Investors make investments. Traders make trades. While the same securities markets are used for both of these activities, that doesn’t mean they’re interchangeable.

The crucial difference is the time period over which an outcome is achieved. Successful investing is a long-term process, measured over periods of years. In those timeframes, investors will experience significant up and down periods. By contrast, trading outcomes are known in a matter of moments, or minutes (think the role of the dice, or a horse race, or whether somebody makes a putt).

Long-term investors are interested in participating in the long-term economic growth of the world’s economies. This growth does not come in even amounts and may not come at all for some period of time.

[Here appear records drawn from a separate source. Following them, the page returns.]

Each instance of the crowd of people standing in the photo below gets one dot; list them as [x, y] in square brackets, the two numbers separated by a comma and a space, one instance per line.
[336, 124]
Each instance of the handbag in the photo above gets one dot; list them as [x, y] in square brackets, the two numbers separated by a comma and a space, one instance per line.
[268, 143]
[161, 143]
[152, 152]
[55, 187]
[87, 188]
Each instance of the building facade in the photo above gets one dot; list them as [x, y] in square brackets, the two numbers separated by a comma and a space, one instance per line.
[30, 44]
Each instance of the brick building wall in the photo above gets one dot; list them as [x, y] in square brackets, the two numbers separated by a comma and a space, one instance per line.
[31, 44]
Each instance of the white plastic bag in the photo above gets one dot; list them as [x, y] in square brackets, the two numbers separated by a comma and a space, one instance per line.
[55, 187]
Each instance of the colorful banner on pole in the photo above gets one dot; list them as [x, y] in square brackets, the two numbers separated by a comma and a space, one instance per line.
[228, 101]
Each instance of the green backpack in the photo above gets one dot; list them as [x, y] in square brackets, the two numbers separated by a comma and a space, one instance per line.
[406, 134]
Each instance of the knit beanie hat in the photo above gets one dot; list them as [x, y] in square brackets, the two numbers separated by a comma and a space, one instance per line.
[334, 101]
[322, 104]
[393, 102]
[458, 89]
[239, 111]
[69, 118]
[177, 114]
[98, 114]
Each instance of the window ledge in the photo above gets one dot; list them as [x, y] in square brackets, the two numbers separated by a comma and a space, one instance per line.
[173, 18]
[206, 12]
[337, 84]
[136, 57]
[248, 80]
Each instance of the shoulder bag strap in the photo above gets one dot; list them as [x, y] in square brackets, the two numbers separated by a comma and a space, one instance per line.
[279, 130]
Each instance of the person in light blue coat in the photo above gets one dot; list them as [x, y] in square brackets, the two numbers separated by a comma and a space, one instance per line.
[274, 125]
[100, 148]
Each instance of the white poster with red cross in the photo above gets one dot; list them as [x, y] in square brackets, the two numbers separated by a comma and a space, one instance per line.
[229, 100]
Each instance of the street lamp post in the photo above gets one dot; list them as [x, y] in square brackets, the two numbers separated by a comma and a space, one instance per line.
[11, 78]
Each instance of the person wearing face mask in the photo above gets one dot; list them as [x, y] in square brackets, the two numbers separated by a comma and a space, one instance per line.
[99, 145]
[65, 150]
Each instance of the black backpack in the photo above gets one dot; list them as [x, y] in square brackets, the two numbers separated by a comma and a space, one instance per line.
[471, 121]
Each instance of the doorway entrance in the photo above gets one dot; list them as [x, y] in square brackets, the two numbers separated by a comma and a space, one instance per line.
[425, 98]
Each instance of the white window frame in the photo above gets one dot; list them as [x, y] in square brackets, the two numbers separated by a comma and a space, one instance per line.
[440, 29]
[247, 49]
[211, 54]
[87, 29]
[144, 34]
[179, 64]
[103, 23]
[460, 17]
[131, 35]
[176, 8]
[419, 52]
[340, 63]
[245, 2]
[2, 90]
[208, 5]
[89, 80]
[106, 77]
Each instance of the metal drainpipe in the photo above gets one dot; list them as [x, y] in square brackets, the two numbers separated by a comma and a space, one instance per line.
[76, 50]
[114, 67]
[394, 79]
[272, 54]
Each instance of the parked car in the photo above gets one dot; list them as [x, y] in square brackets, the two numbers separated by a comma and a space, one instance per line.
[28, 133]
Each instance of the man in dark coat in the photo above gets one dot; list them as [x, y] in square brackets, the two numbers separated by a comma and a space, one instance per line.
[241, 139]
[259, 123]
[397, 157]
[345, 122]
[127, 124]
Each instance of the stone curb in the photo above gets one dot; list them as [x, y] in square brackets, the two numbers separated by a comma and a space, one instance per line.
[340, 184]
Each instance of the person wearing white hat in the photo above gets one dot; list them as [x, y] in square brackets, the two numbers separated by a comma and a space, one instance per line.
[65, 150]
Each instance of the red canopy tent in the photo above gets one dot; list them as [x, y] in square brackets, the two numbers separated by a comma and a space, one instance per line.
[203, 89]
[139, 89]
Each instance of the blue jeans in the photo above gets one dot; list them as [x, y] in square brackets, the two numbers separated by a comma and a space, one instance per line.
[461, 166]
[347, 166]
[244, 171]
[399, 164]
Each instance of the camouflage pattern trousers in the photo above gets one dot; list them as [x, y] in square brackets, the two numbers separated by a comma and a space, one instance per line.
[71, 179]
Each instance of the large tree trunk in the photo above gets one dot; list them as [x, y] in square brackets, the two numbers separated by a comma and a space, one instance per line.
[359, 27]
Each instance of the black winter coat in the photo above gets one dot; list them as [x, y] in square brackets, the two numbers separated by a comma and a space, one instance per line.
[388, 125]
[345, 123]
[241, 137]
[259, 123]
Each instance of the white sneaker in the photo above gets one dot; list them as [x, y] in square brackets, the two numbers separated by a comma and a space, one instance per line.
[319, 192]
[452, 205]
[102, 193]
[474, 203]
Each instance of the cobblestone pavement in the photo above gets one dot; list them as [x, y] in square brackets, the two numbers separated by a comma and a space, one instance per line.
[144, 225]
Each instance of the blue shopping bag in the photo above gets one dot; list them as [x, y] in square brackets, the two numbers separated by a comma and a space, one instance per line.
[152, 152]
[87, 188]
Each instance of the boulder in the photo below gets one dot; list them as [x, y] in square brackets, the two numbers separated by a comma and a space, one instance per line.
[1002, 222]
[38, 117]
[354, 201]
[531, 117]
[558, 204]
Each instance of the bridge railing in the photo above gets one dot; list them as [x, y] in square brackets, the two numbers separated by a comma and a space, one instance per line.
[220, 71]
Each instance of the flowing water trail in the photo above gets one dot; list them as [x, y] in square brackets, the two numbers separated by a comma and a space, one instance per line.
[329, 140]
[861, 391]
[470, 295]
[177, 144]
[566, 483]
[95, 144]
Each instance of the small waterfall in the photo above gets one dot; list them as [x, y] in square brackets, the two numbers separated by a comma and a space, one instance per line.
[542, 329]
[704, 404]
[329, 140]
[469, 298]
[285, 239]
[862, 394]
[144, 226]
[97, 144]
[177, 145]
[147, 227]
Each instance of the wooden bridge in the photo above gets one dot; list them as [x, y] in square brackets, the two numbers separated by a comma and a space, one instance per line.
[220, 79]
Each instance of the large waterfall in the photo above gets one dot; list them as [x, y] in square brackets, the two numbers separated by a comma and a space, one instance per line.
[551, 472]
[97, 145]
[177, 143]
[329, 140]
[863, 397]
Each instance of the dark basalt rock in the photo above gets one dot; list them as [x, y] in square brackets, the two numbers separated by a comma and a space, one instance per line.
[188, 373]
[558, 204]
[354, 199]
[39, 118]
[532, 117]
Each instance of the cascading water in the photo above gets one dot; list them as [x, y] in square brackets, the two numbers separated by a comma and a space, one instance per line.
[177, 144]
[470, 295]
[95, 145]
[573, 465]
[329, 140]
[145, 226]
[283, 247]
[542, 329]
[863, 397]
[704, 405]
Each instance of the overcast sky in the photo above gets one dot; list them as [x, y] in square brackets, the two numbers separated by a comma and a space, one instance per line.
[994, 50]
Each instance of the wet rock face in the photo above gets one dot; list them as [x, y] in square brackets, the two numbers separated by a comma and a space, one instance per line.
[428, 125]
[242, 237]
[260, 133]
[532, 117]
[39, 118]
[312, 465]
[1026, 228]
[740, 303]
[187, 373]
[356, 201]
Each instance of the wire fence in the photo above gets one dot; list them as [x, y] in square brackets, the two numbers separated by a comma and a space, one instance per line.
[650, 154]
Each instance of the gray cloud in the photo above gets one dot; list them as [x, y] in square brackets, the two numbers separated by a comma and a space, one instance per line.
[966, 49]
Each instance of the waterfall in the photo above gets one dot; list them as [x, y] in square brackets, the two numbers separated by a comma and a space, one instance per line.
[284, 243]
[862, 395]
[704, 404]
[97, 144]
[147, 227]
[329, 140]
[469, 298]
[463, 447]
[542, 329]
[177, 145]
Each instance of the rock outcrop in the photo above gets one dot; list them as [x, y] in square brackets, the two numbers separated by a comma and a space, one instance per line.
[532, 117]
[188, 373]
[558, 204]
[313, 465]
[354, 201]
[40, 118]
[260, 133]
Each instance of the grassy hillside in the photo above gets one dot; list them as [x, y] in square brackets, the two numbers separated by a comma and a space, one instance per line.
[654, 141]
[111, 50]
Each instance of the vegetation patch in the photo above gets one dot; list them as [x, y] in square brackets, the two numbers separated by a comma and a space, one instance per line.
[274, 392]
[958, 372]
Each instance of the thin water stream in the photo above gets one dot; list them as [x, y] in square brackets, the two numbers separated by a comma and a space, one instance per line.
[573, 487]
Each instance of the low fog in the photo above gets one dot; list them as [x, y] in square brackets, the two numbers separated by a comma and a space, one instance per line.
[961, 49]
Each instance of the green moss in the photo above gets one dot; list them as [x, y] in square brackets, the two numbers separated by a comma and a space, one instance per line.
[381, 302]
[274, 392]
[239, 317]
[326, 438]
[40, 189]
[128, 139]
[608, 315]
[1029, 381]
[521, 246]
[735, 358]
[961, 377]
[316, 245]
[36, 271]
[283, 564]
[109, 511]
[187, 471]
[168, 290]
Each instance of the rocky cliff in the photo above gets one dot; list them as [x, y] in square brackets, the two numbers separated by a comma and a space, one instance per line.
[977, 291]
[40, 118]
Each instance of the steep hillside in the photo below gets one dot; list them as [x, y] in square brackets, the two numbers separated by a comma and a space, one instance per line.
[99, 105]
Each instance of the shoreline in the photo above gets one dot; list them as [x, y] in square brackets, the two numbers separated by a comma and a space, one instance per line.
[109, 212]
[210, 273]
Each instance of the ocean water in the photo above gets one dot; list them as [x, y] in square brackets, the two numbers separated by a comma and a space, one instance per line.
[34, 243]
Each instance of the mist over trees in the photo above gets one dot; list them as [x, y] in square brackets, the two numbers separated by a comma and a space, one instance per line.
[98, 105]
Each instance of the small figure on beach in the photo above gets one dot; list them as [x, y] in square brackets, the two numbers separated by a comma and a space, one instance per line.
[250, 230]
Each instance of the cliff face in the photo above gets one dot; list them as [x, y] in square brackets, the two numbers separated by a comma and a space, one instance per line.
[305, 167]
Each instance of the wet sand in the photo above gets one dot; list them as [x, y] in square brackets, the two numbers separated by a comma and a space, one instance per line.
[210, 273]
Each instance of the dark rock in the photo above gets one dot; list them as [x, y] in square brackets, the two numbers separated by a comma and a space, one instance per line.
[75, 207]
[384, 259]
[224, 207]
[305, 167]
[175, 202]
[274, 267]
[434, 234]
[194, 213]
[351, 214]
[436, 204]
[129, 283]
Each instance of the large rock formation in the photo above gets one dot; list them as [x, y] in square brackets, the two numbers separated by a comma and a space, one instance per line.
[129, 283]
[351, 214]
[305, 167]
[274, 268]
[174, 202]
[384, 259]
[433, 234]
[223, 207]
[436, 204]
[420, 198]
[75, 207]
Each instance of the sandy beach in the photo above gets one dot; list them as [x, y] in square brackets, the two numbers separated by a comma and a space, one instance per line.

However, to the extent investors have a positive view on the prospects for long-term economic growth, they can be willing to allocate at least some of their investment portfolios to risky asset classes, particularly stocks. At Park Piedmont Advisors (PPA), we manage investment portfolios only for clients who seek to achieve some long-term investment objectives.

We are investors, not traders.

The investment industry is populated by vast numbers of people and institutions who seek short-term profits from trading the very same marketable securities that investors own as investments. What characterizes this activity is that the long-term prospects for a company, or market sector, or the general economy, plays virtually no role in the trader’s decision-making, which instead is focused on whether the trade can be completed at a gain, before it turns into a loss.

In recent market movement – both intraday and day-to-day – we have seen significant volatility. This is largely the product of traders. From the perspective of investors, trading turns financial markets into a casino. Trading disregards any notion of underlying value represented by market prices. As a result, it can undermine the confidence of investors in the financial markets themselves.

So when you read, hear, or see reports in the media about the ups and downs of markets, ask yourself: is this the work of investors, or traders?